Description
🚀 Feature
Add functionality to BERTTokenizer so that it does not split/tokenize special tokens like regular words.
Motivation
The HuggingFace BertTokenizer is able to recognize its own special tokens and ensure that they are not split during the tokenization process. For example, if given the following input:
"\tHeLLo!how \n Are yoU? [UNK]"
The HuggingFace (HF) tokenizer returns the "[UNK]" token un-split, whereas the TorchText (TT) tokenizer returns it split:
HF (expected): ['hello', '!', 'how', 'are', 'you', '?', '[UNK]']

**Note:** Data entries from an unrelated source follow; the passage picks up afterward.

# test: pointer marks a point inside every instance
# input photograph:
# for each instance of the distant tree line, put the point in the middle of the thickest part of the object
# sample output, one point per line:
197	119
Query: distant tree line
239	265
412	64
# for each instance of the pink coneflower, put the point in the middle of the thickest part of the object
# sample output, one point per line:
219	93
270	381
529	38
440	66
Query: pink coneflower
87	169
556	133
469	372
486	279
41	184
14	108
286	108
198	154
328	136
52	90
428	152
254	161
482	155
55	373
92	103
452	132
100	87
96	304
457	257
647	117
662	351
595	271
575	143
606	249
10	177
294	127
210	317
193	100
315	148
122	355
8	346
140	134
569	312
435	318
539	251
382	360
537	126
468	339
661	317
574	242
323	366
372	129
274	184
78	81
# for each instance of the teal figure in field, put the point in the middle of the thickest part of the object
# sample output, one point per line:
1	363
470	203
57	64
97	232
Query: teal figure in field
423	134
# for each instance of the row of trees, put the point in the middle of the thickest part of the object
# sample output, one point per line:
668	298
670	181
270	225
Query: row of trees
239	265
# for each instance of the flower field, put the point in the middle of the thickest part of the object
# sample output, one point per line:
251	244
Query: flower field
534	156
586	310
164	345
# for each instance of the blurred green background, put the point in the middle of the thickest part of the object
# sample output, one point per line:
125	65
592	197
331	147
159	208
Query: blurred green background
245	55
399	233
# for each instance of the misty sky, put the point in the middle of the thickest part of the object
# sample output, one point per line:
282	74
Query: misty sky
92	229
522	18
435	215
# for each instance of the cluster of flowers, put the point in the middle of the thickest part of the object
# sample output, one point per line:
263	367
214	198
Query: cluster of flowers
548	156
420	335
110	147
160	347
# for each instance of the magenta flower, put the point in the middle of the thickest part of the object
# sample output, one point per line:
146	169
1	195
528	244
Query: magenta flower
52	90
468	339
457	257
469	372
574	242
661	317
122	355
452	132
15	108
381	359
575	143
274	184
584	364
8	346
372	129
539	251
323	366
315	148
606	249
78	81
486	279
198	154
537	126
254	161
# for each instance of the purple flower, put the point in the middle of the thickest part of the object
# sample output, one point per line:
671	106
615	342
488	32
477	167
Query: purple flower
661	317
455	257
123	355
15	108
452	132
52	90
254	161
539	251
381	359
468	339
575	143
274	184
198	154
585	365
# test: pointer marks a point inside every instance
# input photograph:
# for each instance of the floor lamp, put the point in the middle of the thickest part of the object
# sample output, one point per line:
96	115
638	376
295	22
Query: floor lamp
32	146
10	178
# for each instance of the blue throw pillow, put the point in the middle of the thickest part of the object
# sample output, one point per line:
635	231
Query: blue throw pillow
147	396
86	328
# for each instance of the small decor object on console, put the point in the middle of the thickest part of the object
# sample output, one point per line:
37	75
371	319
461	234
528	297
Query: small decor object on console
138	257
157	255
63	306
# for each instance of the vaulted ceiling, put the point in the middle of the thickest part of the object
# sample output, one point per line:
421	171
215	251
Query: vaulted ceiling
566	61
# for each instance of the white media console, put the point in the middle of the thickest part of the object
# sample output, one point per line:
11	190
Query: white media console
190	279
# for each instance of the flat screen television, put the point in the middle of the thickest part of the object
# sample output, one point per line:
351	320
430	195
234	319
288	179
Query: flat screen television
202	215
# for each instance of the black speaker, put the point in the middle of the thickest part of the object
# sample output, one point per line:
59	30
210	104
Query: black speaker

TT (actual): ['hello', '!', 'how', 'are', 'you', '?', '[', 'un', '##k', ']']
Pitch
A never_split
keyword argument at the constructor-level which enables the user to specify which tokens to ignore during tokenization. Such a keyword argument would be flexible and give the user the freedom to adapt to various other tokenization schemes. An example interface:
tt_tokenizer = BERTTokenizer(
vocab_path=vocab_file,
do_lower_case=True,
return_tokens=True,
never_split=[
"[UNK]",
"[CLS]",
"[SEP]",
"[PAD]",
],
)
This closely matches the existing HuggingFace BertTokenizer interface (constructor level kwarg here, tokenize
function implementation here).
If the user were able to instantiate the HuggingFace tokenizer with which they were attempting to achieve parity, the user could trivially assign the never_split
keyword argument to its special tokens:
import transformers
hf_tokenizer = transformers.AutoTokenizer.from_pretrained("bert-base-uncased")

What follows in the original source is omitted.